By Helen Fitzgerald, CT
Something happens. You hear a report on the radio, or you read about an accident. You’re not directly affected, but as you think about it, you become upset. While attending the funeral of a friend’s grandmother you are filled with grief, not for the woman you never knew but for reasons you can’t explain. Someone mentions a name, a place, or a certain turn of events, and you tense up. You ask yourself, “Why am I so anxious? Why am I reacting this way?” You may be surprised by the answer.
Each of us has a history, an accumulation of events — some good, some bad — that have helped shape us into the person we are today. Some of this is in our conscious memory, some in our subconscious, but wherever it is, it is sitting there, at the ready, to trigger our emotions when we least expect them.
It may be little more than a startled reaction on hearing a loud noise, recalling the time you barely escaped an explosion. It may be something much deeper, stemming from the unexplained death of a playmate when you were a small child. Or it may be a visceral reaction to tragic events however distant from you personally, that shook your sense of well-being.
In September 2001, the whole world was shaken by the tragic events in New York, Washington D.C., and Pennsylvania. Seeing television pictures of the airplanes crashing into the World Trade Center or people leaping from the towers was a searing emotional experience that can never be erased, however far we may have been from those events. For many Americans, it brought chilling reminders of the war in Vietnam, the Cuban missile crisis, and the era of backyard bomb shelters. All of us who remember that day will live the rest of our lives with those horrendous images buried in our memory. We can take steps to protect society from future tragedies of this kind, but we can’t remove our memories — they are part of the visceral reaction many of us will feel in the future when a new danger appears.

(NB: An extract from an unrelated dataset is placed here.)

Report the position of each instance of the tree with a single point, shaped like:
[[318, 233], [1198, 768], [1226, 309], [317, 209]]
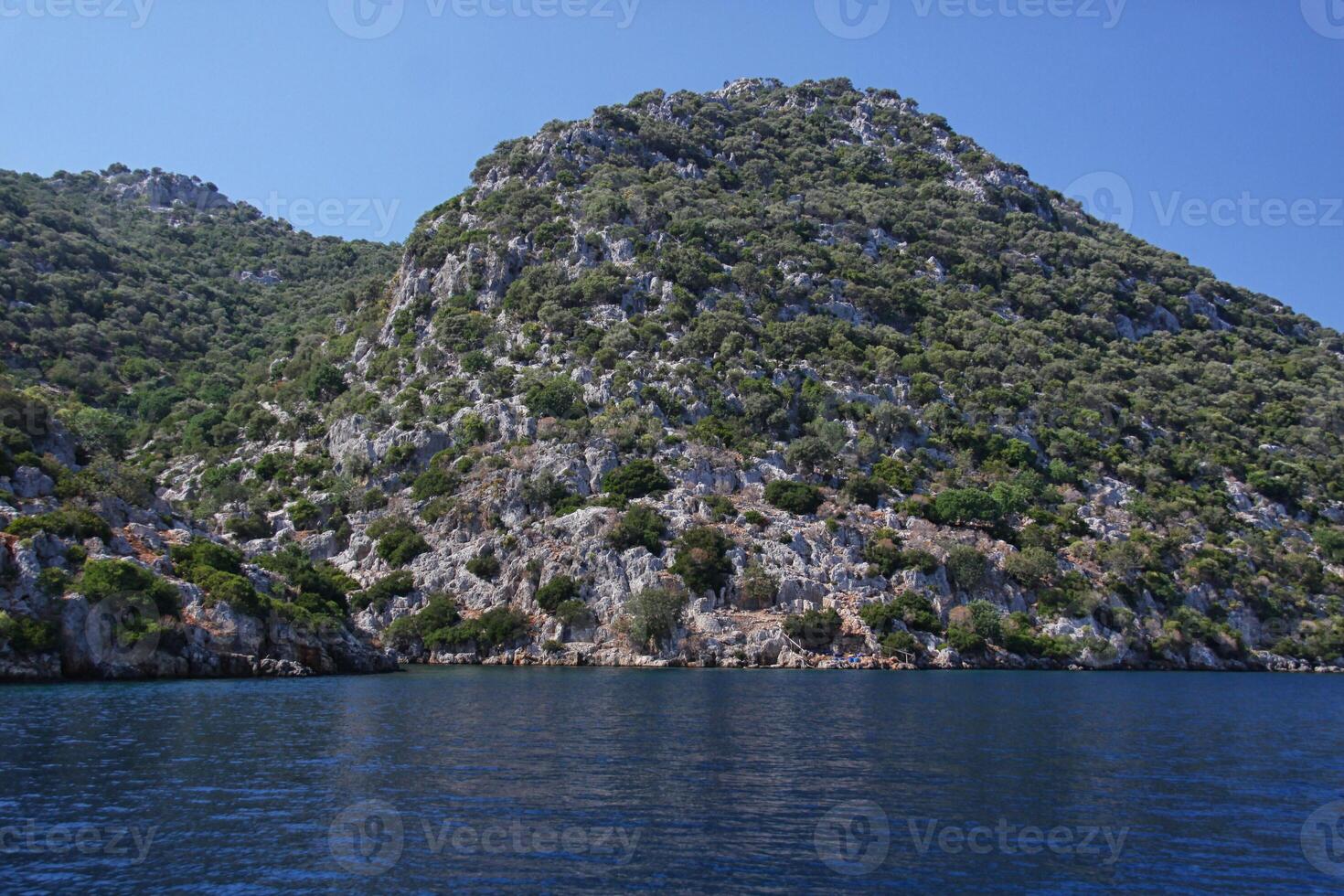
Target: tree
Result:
[[636, 480], [702, 559], [325, 383], [966, 566], [655, 615], [795, 497], [965, 507], [641, 527]]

But are we just helpless victims of terrorists who wish us ill? Or are there things we can do to get some control over our emotions and to escape the victimhood that our enemies would assign us? I recall my own intense reaction to last year’s anthrax scare. Everyone was concerned, of course, but I was particularly upset. Then I remembered! When I was a little girl, I lived on a farm that produced registered show cattle. When anthrax was discovered in our herd, all of the cattle, as well as our household pets, had to be shot, dragged into a pit, burned, limed, and buried. It was a horrible experience, and it’s still in my memory. When I reflected on that, I realized why my reaction to the anthrax scare was so intense. Anthrax was a link to my past. Once I made the connection, much of the anxiety went away.
In our current period of high anxiety, it will help all of us to take an inventory of our own emotional history. Thinking back, as best you can, to that triggering experience can help you get control of the way you are responding to other circumstances today.
In an ideal world, we would each have a life free of disappointment, rejection, cruelty, or tragedy. Unfortunately, we don’t live in an ideal world, and when danger lurks or disaster strikes, we are likely to react much as we have been programmed to do through our respective histories. For example, one woman I know was sadly abandoned as a child. She now finds herself feeling especially vulnerable with all the concern about self-protection — duct tape, plastic sheeting, etc. — all of which bring back the sense of helplessness she felt as a child. Her reaction is not unlike that of a person grieving for the loss of a loved one. In her case, the loss was of a happy home and parents who loved her.
Reviewing your history will not make your life any more secure, but it can help to reveal where certain feelings are coming from. Is there something you don’t want to think about, something you’re avoiding? Is there something that you don’t want others to know about? Was there something that happened when you were a child that might account for your current anxiety that seems out of proportion to the situation? Ignoring bad memories doesn’t erase them; they’re still there. But acknowledging what happened and accepting the reality, however sad or painful, can help you when new challenges come along.
With ever-new threats of war and frequent terror alerts, it is natural to be anxious. But if you are feeling unduly tense and worried, it might help to share your feelings with a friend. This might help your friend do the same kind of personal exploration, and both of you may be helped by your open exchange. If you are finding your anxiety intolerable, you could be suffering a much deeper anxiety known as Post Traumatic Stress Diagnosis (PTSD). That is not self-treatable, and you should not hesitate to find a therapist who specializes in this area.
In sum, while there is no magic formula for surviving times of high anxiety, taking stock of your own history can help you deal more effectively with stressful reminders.